A 32-year-old man presented to the emergency department of our institution following acute onset of fever in the setting of a one-week history of left lower quadrant abdominal pain. The patient was known to have a personal and family history of multiple endocrine neoplasia type IIA syndrome, and had undergone total thyroidectomy at the age of five for medullary carcinoma, and bilateral adrenalectomy at the age of ten for bilateral pheochromocytomas. On examination the patient was febrile, and his physical exam was significant for left lower quadrant abdominal tenderness, otherwise unremarkable. Laboratory testing revealed elevated white blood cell count (12300/mm3) and increased proportion of neutrophils on differential analysis (75% neutrophils). Results of other routine hematologic tests, electrolyte levels and renal function were normal.
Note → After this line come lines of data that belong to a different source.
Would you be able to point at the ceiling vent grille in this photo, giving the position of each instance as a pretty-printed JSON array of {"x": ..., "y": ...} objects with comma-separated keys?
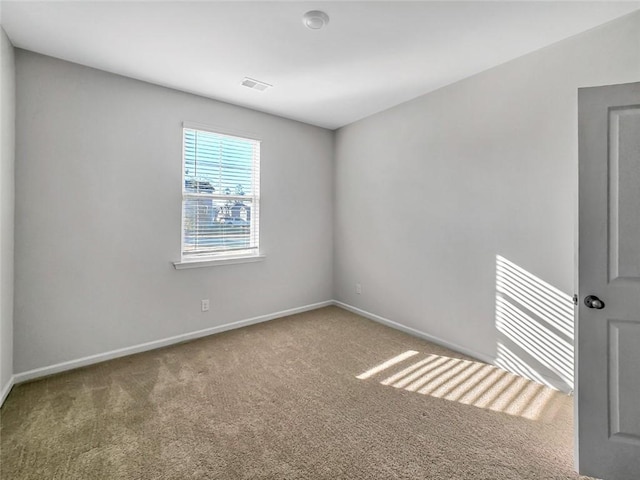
[{"x": 255, "y": 84}]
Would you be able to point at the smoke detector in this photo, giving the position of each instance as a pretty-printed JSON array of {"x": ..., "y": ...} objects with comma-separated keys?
[
  {"x": 255, "y": 84},
  {"x": 315, "y": 19}
]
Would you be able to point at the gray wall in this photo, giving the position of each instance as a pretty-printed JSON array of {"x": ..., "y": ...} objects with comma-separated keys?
[
  {"x": 7, "y": 162},
  {"x": 98, "y": 212},
  {"x": 430, "y": 192}
]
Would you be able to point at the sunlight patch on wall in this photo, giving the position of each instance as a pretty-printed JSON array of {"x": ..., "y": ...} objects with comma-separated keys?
[
  {"x": 535, "y": 324},
  {"x": 468, "y": 382}
]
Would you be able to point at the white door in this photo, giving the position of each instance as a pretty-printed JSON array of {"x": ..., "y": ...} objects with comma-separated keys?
[{"x": 608, "y": 326}]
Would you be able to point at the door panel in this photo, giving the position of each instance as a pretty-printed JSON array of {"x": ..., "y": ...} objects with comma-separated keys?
[
  {"x": 624, "y": 389},
  {"x": 624, "y": 201},
  {"x": 608, "y": 339}
]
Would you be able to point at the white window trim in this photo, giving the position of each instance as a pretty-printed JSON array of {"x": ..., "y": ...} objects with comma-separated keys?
[
  {"x": 221, "y": 258},
  {"x": 216, "y": 262}
]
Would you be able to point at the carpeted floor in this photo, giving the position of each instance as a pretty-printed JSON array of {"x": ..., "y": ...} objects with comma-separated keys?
[{"x": 319, "y": 395}]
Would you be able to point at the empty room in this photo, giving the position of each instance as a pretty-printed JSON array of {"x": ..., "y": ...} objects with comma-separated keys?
[{"x": 319, "y": 240}]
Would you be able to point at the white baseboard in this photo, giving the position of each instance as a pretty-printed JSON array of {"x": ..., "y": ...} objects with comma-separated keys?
[
  {"x": 6, "y": 389},
  {"x": 416, "y": 333},
  {"x": 549, "y": 381},
  {"x": 143, "y": 347}
]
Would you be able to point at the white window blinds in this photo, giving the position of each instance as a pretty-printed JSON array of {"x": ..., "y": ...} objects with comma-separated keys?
[{"x": 220, "y": 195}]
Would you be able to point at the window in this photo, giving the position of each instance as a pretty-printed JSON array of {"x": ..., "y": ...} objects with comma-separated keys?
[{"x": 220, "y": 196}]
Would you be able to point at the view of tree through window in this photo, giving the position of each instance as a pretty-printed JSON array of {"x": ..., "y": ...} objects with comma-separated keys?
[{"x": 220, "y": 194}]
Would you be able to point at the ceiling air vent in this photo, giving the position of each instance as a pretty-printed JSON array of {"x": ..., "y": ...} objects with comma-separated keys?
[{"x": 255, "y": 84}]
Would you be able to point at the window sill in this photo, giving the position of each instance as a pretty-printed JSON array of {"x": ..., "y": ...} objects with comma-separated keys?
[{"x": 215, "y": 262}]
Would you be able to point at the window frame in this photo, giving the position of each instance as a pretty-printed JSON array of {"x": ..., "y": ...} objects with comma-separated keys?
[{"x": 224, "y": 257}]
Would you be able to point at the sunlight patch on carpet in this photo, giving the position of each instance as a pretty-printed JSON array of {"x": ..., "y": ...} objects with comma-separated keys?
[{"x": 466, "y": 382}]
Given the patient's history, physical examination, and laboratory findings, CT scan of the abdomen and pelvis with intravenous and oral contrast was ordered for evaluation of possible diverticulitis and to rule out other gastrointestinal, renal, and urologic disease. CT scan demonstrated the presence of acute sigmoid diverticulitis; incidentally, two large mass lesions in the omentum containing both soft tissue and fat components were identified (). One lesion measured 11.4 × 10 × 11 cm (in the transverse, anteroposterior, and craniocaudal dimensions respectively) and the other measured 12 × 9 × 13.6 cm (in the transverse, antero-posterior, and cranio-caudal dimensions respectively).
The patient was subsequently treated with intravenous antibiotics and diet modification over the course of 3 days with resolution of symptoms.
The significance of the omental masses was unclear and it was considered unlikely that the masses are related to the resected adrenal pheochromocytomas, twenty two years ago. Prior to discharge the patient underwent percutaneous CT-guided biopsy and the pathological differential diagnosis included extra-adrenal myelolipoma, extramedullary hematopoiesis, sclerosing extramedullary hematopoietic tumor, and angiomyolipomas.
The decision was then made by the patient and his care team to follow the masses for progression, regression, and disease potential with hematologic laboratory evaluations, physical exams, and serial CT imaging at regular intervals. A follow-up CT examination after a 5-month interval demonstrated stability of the omental masses. Throughout this time the patient remained asymptomatic without any sign of myeloproliferative disease. Three months later the masses were laparoscopically resected for definitive pathologic diagnosis. One mass measured 14 × 12 × 8 cm, weighed 650 grams, and was attached to a segment of omental fat measuring 14 × 5 × 2 cm (). Another mass measured 14 × 10 × 7.5 cm, and was attached to a 41 × 18 × 3 cm segment of omentum. The masses were encapsulated, yellow-tan to red in color, nodular in appearance, and solid on cut sections without evidence of necrosis. The sections revealed mature adipose tissue with intermingled hematopoietic cells representing all three lineages of hematopoiesis (). These morphological features are most consistent with a myelolipoma. Flow cytometry showed no evidence of leukemia or lymphoma. There were no additional masses or lymph nodes found in the omentum. The final pathologic diagnosis of extra-adrenal myelolipoma was made. In the interim, two years have elapsed and the patient is in good health without any sequela attributed to the extra-adrenal myelolipomas.